La seconda Repubblica si è esaurita in una contrapposizione senza fine, in un moralismo divisivo funzionale a celare la sostanziale espromissione del popolo dalla politica. Specialmente nell’ultimo decennio un Parlamento rappresentato in modo artefatto e illegittimo ha preteso sancire anche formalmente il tutto, brandendo un riformismo istituzionale ed elettorale che ha contribuito ad avvelenare la vita democratica. A trent’anni dalla fine della guerra fredda, pertanto, il “blocco” apparente della democrazia del dopoguerra si è risolto nel “blocco” effettivo delle condizioni di sviluppo economico e sociale del Paese; sicché a crescere è stata soltanto l’Italia del rancore fotografata dal Censis.
Eppure, proprio i risultati così imprevisti delle ultime elezioni politiche del 4 marzo, come del resto quelli delle passate consultazioni referendarie dello scorso 4 dicembre 2016, dimostrano anche qualcos’altro. Le fluttuazioni di voti dai precedenti partiti di Governo (Partito democratico e Forza Italia) alle nuove formazioni d’opposizione (Lega e M5s) esprimono anzitutto un elettorato libero dai precedenti steccati, prima reali e poi virtuali, posti al proprio consenso. Esse raccontano di un elettorato intenzionato a essere preso sul serio e a essere rappresentato, pena il diniego del proprio voto alle successive consultazioni.
Ecco perché occorre ritornare al rispetto della volontà degli elettori e restituire loro quella dignità del voto oltraggiata nei trascorsi decenni. Ecco perché occorre rispettare anche i partiti non organici alle maggioranze di governo, assicurando piena osservanza delle procedure parlamentari e democratiche (altroché la fiducia governativa sulle leggi elettorali!). In definitiva, ecco perché resta attuale la lezione di Aldo Moro.

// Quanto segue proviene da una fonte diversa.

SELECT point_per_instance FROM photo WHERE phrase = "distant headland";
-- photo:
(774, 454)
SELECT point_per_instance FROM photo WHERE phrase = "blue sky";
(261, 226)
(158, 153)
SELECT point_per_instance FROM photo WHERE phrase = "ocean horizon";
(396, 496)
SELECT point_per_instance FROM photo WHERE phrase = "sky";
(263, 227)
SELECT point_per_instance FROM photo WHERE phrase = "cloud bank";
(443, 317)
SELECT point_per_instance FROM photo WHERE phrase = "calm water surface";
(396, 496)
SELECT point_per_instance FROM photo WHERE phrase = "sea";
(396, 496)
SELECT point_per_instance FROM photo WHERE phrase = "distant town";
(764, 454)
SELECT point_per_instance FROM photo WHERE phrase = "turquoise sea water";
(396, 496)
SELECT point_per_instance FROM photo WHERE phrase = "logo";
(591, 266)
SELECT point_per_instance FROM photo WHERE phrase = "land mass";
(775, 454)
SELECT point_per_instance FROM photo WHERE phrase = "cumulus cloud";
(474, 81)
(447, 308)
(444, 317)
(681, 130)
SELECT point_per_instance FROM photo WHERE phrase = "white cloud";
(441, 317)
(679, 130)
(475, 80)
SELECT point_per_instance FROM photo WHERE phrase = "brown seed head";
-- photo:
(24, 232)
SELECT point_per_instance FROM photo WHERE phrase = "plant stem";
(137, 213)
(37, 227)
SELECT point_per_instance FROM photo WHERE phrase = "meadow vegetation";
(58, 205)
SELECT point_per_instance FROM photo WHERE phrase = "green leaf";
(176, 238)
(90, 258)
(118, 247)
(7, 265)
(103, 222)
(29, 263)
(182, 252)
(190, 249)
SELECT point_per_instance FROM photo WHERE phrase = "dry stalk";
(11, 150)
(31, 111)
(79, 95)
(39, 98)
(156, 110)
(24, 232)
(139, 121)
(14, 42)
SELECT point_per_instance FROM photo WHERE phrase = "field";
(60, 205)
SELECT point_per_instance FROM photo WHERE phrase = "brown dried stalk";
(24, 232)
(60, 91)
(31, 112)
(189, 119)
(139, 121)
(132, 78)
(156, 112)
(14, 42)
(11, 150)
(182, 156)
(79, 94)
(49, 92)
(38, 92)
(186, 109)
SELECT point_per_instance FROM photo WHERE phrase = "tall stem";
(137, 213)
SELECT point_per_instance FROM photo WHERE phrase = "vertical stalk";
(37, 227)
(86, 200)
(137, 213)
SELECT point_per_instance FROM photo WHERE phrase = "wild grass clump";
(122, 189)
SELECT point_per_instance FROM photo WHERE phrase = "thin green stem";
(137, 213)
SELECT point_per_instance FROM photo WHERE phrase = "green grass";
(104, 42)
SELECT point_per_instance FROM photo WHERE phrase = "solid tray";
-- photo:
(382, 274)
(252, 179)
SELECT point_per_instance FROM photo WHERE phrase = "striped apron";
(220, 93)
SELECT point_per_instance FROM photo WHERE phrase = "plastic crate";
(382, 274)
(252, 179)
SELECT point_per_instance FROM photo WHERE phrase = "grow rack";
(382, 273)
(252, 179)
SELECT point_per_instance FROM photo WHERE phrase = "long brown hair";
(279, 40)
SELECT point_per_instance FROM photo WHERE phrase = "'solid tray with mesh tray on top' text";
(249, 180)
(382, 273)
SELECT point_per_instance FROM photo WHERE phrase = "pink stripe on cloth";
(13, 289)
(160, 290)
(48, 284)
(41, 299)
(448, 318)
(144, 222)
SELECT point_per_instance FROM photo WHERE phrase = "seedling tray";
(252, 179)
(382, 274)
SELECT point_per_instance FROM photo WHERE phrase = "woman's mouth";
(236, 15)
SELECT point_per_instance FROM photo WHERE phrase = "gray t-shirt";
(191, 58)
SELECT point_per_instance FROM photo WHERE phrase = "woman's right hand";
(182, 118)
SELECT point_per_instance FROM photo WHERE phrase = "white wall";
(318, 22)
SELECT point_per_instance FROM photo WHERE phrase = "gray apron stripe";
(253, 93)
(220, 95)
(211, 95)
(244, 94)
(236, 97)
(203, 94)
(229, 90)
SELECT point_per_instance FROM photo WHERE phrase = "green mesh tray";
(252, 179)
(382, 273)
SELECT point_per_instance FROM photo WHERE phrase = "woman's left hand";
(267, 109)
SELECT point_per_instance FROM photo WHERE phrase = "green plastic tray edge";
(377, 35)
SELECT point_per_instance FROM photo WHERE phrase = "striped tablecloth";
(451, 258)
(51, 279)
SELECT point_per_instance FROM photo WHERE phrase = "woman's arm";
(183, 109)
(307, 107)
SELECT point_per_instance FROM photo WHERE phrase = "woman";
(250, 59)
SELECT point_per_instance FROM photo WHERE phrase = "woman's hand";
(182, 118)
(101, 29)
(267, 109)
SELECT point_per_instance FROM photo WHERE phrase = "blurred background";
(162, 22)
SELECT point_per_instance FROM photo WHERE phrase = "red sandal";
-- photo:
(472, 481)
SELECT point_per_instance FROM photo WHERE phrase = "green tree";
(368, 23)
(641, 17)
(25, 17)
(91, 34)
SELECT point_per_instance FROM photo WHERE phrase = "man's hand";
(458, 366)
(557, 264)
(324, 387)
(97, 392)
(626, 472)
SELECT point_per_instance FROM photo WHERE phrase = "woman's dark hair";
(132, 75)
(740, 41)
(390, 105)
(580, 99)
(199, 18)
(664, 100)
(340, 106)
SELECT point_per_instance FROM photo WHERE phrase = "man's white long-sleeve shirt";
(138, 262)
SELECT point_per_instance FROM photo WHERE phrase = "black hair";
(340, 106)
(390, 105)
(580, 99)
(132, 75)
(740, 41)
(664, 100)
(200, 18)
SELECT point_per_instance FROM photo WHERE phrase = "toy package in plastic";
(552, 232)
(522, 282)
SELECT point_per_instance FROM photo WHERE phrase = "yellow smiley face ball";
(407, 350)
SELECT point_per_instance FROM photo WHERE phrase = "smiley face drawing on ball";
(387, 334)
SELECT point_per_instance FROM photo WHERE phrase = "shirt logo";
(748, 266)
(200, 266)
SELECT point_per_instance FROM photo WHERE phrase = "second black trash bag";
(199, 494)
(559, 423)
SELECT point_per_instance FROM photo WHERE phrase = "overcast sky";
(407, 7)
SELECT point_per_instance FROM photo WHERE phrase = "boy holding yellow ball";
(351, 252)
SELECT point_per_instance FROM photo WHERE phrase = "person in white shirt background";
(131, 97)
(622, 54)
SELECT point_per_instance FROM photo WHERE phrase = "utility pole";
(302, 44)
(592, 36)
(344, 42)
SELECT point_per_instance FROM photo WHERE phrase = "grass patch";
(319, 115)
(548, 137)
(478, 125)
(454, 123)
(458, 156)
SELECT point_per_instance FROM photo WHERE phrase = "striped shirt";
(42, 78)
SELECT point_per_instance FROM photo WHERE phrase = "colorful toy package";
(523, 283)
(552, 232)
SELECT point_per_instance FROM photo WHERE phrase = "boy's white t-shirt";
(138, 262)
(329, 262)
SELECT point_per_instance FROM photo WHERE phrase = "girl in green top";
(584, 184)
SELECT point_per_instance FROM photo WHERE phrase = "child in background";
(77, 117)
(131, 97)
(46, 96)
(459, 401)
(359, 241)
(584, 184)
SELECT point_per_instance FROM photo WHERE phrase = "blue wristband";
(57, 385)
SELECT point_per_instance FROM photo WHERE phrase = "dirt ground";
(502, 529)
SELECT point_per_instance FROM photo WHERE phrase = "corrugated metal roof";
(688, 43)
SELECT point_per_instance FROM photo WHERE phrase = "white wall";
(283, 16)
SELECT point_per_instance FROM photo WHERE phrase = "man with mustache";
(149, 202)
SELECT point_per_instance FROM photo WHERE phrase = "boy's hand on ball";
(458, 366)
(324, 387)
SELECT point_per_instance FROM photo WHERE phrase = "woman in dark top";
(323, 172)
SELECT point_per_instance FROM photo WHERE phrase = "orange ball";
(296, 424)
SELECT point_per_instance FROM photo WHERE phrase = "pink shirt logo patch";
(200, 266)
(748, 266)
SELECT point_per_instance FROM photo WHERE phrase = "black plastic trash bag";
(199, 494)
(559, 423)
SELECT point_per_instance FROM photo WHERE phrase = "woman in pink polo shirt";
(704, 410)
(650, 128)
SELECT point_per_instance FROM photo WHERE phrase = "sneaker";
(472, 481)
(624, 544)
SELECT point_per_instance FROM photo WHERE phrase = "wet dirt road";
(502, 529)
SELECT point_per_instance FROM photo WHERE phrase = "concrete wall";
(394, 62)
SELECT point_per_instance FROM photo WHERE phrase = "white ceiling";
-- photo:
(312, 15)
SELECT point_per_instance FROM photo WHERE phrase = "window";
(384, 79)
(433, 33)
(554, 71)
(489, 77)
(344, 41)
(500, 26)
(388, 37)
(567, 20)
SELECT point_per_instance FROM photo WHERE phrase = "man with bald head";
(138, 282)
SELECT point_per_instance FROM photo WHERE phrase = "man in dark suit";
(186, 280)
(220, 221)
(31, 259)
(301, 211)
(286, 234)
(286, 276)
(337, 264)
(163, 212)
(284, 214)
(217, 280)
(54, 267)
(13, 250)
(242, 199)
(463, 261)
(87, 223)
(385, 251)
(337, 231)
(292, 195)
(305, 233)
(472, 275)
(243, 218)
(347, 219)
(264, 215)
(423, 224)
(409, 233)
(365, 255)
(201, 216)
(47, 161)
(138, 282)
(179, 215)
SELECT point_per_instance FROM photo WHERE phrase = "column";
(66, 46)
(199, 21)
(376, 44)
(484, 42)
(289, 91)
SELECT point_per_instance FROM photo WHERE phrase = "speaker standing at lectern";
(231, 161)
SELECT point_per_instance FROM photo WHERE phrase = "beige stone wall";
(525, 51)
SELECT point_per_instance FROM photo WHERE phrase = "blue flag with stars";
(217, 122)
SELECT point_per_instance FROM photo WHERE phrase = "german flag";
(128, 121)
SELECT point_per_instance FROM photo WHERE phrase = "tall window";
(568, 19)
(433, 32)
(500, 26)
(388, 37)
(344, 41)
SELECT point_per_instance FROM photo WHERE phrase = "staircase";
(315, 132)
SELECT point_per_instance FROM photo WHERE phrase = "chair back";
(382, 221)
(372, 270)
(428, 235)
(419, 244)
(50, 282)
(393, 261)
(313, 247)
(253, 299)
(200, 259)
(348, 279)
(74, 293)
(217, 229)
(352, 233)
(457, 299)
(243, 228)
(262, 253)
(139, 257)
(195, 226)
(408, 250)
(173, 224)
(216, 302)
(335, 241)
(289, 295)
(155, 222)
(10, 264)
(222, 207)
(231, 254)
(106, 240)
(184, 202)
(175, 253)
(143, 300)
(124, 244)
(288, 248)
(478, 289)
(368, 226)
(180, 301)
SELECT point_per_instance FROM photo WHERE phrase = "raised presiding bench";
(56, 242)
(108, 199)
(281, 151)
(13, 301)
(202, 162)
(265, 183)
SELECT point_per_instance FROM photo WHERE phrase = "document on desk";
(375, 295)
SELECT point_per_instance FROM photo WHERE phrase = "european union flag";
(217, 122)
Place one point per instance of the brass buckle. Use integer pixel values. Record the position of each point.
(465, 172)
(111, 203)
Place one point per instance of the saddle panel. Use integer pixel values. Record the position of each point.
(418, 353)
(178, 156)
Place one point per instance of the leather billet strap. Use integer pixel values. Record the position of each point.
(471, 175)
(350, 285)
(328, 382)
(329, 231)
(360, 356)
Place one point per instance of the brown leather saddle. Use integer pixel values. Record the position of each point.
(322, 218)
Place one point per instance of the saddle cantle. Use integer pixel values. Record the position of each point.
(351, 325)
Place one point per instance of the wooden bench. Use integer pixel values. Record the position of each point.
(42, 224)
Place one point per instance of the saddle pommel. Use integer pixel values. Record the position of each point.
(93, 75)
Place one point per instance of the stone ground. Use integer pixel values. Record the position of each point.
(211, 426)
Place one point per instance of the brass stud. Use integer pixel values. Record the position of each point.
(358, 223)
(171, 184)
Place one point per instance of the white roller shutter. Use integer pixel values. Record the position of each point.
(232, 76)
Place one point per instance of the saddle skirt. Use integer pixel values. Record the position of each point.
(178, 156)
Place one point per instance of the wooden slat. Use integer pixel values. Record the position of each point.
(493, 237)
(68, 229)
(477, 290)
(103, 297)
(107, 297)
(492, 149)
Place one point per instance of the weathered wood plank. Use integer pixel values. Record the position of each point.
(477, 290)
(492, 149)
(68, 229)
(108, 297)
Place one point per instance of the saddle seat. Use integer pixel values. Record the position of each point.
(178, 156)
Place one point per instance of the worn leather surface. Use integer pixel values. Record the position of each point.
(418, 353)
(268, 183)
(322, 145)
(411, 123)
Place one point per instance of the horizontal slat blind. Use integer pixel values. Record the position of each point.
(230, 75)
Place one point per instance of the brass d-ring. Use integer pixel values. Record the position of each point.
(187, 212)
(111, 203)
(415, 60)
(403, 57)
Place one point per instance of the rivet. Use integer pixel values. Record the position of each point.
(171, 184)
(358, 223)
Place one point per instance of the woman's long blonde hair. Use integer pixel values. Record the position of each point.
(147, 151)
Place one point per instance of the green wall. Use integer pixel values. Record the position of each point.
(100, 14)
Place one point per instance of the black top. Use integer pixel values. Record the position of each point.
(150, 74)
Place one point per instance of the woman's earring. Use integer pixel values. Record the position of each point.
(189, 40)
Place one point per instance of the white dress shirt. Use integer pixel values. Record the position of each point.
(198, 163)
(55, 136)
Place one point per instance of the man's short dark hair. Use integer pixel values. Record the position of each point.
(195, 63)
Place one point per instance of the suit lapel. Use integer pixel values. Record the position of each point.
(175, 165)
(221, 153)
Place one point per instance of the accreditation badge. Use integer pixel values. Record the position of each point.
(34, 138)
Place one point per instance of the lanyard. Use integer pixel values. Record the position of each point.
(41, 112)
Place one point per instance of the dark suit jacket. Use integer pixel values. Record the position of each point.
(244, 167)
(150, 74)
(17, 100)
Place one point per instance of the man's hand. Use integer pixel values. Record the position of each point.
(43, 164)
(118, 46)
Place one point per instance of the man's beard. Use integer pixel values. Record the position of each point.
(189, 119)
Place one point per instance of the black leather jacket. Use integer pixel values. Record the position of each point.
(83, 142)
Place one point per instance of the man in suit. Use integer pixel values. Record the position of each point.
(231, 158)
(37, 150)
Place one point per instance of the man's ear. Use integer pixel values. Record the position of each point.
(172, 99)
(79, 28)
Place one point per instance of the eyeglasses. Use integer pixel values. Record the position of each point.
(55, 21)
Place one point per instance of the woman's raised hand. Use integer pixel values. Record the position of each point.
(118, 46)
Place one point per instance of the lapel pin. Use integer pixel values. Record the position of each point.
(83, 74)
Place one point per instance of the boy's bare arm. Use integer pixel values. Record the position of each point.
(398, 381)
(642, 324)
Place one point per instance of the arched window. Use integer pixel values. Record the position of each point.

Un’ultima notazione, questa volta quasi sottovoce, attiene al profilo umano dello statista e proviene dalla lettura dell’ultima lettera scritta alla moglie nell’ora estrema dell’esecuzione. In questa raccomanda di salutare tutti i suoi cari, “volto per volto, occhi per occhi, capelli per capelli”; e poi s’interroga sul dopo: “Vorrei capire, con i miei piccoli occhi mortali come ci si vedrà dopo“.
Sicché, proprio quel richiamo al “volto per volto” invocato prima della morte nella prospettiva dell’eternità fa venire in mente, senza alcun’altra pretesa, le parole scritte da don Giacomo Tantardini in occasione della morte di don Luigi Giussani: “Nel breviario [del giorno della sua morte] si leggevano queste parole di papa Leone Magno: ‘Le porte degli inferi non possono impedire questo riconoscimento della fede, che sfugge anche ai legami della morte. Infatti questo riconoscimento solleva al cielo’. Me, per grazia come bambino che guarda domandando. Te, che ora vedi faccia a faccia, nella gloria, Colui che mi hai aiutato a riconoscere e ad amare. Così faccia a faccia ora puoi ottenere dalla Madonna, come mi hai detto in uno degli ultimi incontri per confermare la mia fragile speranza, che si manifesti quale Regina non solo del cielo, ma anche della terra”.